Observations: Why reality television will follow us into the New Year

Lindsay Carey [2014] Web

By LINDSAY CAREY
STAFF WRITER

Reality television shows are usually either something you love or you hate. For those of you who hate it, unfortunately the phenomenon isn’t going anywhere anytime soon.

I predict 2015 will be yet another big year for shows like “The Bachelor”, “Catfish” and “19 Kids and Counting.”

I have mixed feelings about reality television. I definitely have my list of reality shows that are being recorded on my DVR. Some of my reality show indulgences include “Dance Moms” on Lifetime, “Snooki and JWoww” on MTV, and “Giuliana and Bill” on E!.

Last Sunday, I turned on “Kourtney and Khloe Take the Hamptons,” another Kardashian spin off, and watched as the family pulled a prank on their mother and went horse back riding. I began to wonder why I even bother keeping up with the Kardashians and the only thing I could really come up with is that I always had.

I know the show is scripted, because the arguments they get into are unconvincing, the surprises feel more like set ups, and they all look perfect 99 percent of the time on the show. There’s nothing real about the show. The first couple of seasons were more entertaining, before the Kardashians became a household name. Although, I’m sure the episodes were still staged, at least we could all relate to their problems of sibling rivalry and relationship dramas. Now, I can’t even relate to these people.

Since we’ve exalted reality television stars to the status of celebrity, the shows have become more and more out of touch with the audiences who tune in every week. We as a society have cared for a long time about the personal lives of our favorite musicians and actors, and now we have added once normal individuals to the list.

For example, recent tabloids and entertainment news outlets have exposed the mother from the TLC reality show “Honey Boo Boo” for dating a man who allegedly molested her daughter. Or what about reality stars Teresa and Joe Giudices from “The Real Housewives” and the coverage surrounding their sentencing to jail for fraud? Even if you don’t watch reality television, I’m sure you’ve heard about some of these kinds of stories. So why do we care? Why do we tune in even if only to criticize them for their choices?

I say it’s because of social media. Social media like Facebook, Twitter and Instagram have nurtured a habit of oversharing. I think we all have friends on social media websites that overshare. They make incessant posts about their jobs, spouses, children and basically every small part of their day. It’s really annoying, but if a reality television star posts the same thing we somehow fixate on it.

This is because reality television stars let us into their homes and show us what their everyday life is like.
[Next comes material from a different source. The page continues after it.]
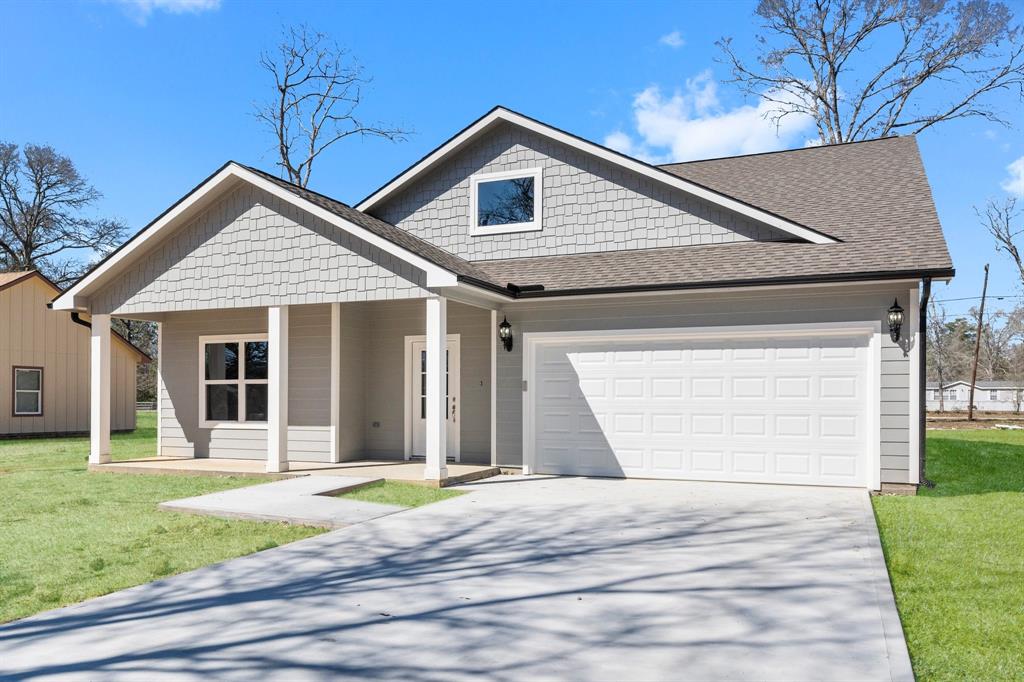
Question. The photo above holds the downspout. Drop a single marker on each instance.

As a result, we feel like we know these people and are entitled to know everything about them even though they don’t even know we exist. We tune in to celebrate their highs and shoot them down for their lows, because their lives are an open book.

We make these people celebrities, because they are willing to share everything with us for fleeting fame. Unlike a lot of musicians, actors, and fashion designers who typically try to maintain some privacy, reality television stars make sharing their lives a career.

Social media is extending reality television star’s fame, because it allows them more opportunities to overshare.

To my point, Kim Kardashian West has over 24 million likes on Facebook, over 23 million followers on Instagram, and over 26 million followers on Twitter; not to mention the paparazzi following her every move. Even though, I think we’ve all heard someone say that she’s famous for no reason.

Reality stars are famous because we care. Despite some reality shows being cancelled, they are quickly replaced and we all welcome a new set of stars into our homes from week to week. The truth is until we stop caring about the personal lives of people we will never meet— and reading about every move they make— reality television will continue to thrive and reality stars will continue to make money.

Lindsay Carey is a staff writer for The Observer.